Member how I said my mom is in amazing shape - she's in Taiwan with my brother taking part in a dragon-boating festival right now. My brother is the coach of the team. Amazing. She also competed in Berlin in a world championship dragon-boating race. It's basically like kayaking or canoeing, but you're in a boat wiht 20 people. It's pretty cool, and it's an emerging sport in cities around the world with lots of rivers and stuff, like Pittsburgh, where I grew up.
Wow. So my mom was stressed over these guys she's been seeing. It's really sad for me. She's bringing the new guy to the wedding, because I know she can't stand to be there alone, to see my dad with his new wife, etc.
But she's OK, according to the doctors, and my brother promised to keep a watchful eye on her while she's in Taiwan, to make sure she eats.
So this brings me back to what I've been thinking about. When I was little, my parents deprived me of all junk food. They didn't want me to get FAT because my mom was a size 12-14 (kind of like me a few months ago). She is now a size 4-8 at least, and is very very thin. I think because they were constantly watching me eat, making sure I didn't eat too much, I've always had an issue with control - whenever I could I would sneak food.

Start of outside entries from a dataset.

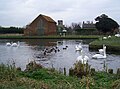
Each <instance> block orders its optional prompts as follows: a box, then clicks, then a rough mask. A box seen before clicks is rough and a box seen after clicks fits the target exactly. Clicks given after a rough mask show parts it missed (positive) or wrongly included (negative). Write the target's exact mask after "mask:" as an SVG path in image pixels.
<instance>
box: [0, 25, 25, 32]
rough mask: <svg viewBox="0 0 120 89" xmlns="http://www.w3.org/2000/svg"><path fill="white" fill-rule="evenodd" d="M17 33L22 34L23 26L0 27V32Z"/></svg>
mask: <svg viewBox="0 0 120 89" xmlns="http://www.w3.org/2000/svg"><path fill="white" fill-rule="evenodd" d="M9 33H18V34H23V28H19V27H0V34H9Z"/></svg>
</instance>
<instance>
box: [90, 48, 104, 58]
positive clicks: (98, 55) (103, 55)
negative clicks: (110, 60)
mask: <svg viewBox="0 0 120 89" xmlns="http://www.w3.org/2000/svg"><path fill="white" fill-rule="evenodd" d="M103 50H104V53H103V55H102V54H95V55H93V56H92V58H95V59H105V58H106V46H104V48H103Z"/></svg>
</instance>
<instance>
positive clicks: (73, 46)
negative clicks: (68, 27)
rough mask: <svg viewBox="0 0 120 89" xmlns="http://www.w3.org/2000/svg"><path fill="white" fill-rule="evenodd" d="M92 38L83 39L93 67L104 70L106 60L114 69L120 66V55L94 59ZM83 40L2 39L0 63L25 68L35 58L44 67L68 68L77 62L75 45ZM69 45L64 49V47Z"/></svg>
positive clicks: (89, 63) (82, 41) (115, 70)
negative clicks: (17, 42) (28, 63)
mask: <svg viewBox="0 0 120 89" xmlns="http://www.w3.org/2000/svg"><path fill="white" fill-rule="evenodd" d="M17 41H19V42H20V46H19V47H7V46H6V45H5V44H6V43H7V42H17ZM91 41H92V40H83V41H82V42H83V54H84V55H87V56H88V57H89V60H88V63H89V64H90V65H91V68H95V69H96V70H103V65H104V61H105V63H106V65H107V67H108V68H111V69H114V72H116V70H117V68H120V55H115V54H107V58H106V59H92V55H94V54H96V52H94V51H93V52H91V51H89V45H88V43H89V42H91ZM79 42H81V40H48V39H46V40H45V39H44V40H40V39H22V40H14V39H13V40H10V39H9V40H8V39H6V40H5V39H4V40H0V63H4V64H11V63H13V61H14V62H15V64H16V66H17V67H21V68H22V70H24V69H25V67H26V64H28V63H29V62H30V61H31V60H35V61H36V62H37V63H40V64H42V65H43V66H44V67H55V68H56V69H59V68H64V67H65V68H66V69H67V72H68V69H69V68H71V67H73V65H74V63H75V62H76V58H77V57H78V56H79V55H80V53H79V52H78V51H77V52H76V51H75V46H76V45H77V44H79ZM56 46H57V47H58V49H59V50H60V51H59V52H58V51H57V52H52V53H49V54H46V55H44V51H43V50H44V49H45V48H47V49H50V48H53V47H56ZM65 46H68V48H67V49H65V50H63V47H65Z"/></svg>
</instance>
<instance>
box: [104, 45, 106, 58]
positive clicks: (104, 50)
mask: <svg viewBox="0 0 120 89" xmlns="http://www.w3.org/2000/svg"><path fill="white" fill-rule="evenodd" d="M104 57H106V47H104Z"/></svg>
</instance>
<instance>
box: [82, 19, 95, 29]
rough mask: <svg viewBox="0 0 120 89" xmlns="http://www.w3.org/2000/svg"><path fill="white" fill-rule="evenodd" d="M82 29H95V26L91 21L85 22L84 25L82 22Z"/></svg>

I think my mom was like that too, because she would always hide candy and stuff. I would always find it.
I used to take my brother to 7-11 and we'd buy chips and stuff and hide in the bushes and once my dad caught us. It's a funny story now, but I have to ask, why!!!!!
Why did we have this kind of freaky controlling mindset in my family! Why!
Is my mom ever going to be happy?
I feel that I'm leading a good life and have made major strides to get my eating in control. I have a long way to go, but I'm making strides. I pray deeply that I can have the strength to honor my future children as humans who lead their own lives, and I pray that I can have enough control over myself and my eating to be in a good place, and not to exert that weird energy into my family. I think I'm on the right track.
Now my guests are up and I didn't get quite to where I wanted to be... but that's OK, I've left a lot for y'all to think about.
PS being a dominatrix was one of the most empowering experiences of my life, it was very clean very safe and very consensual fun, if the guys were good they got to jerk off at the end, there really was no sex at all, and it was a women owned, women run business in Oakland California. We looked out for each other and always had security and really it was OK, sorry to freak out the squares here, I know there are many people on this site who are religious, and I'm sorry to offend you if I have. I have no more ties to this kind of community, do not practice in my current life, and was drawn to it because a friend worked there and I needed a job with flexible hours and lots of money for college purposes.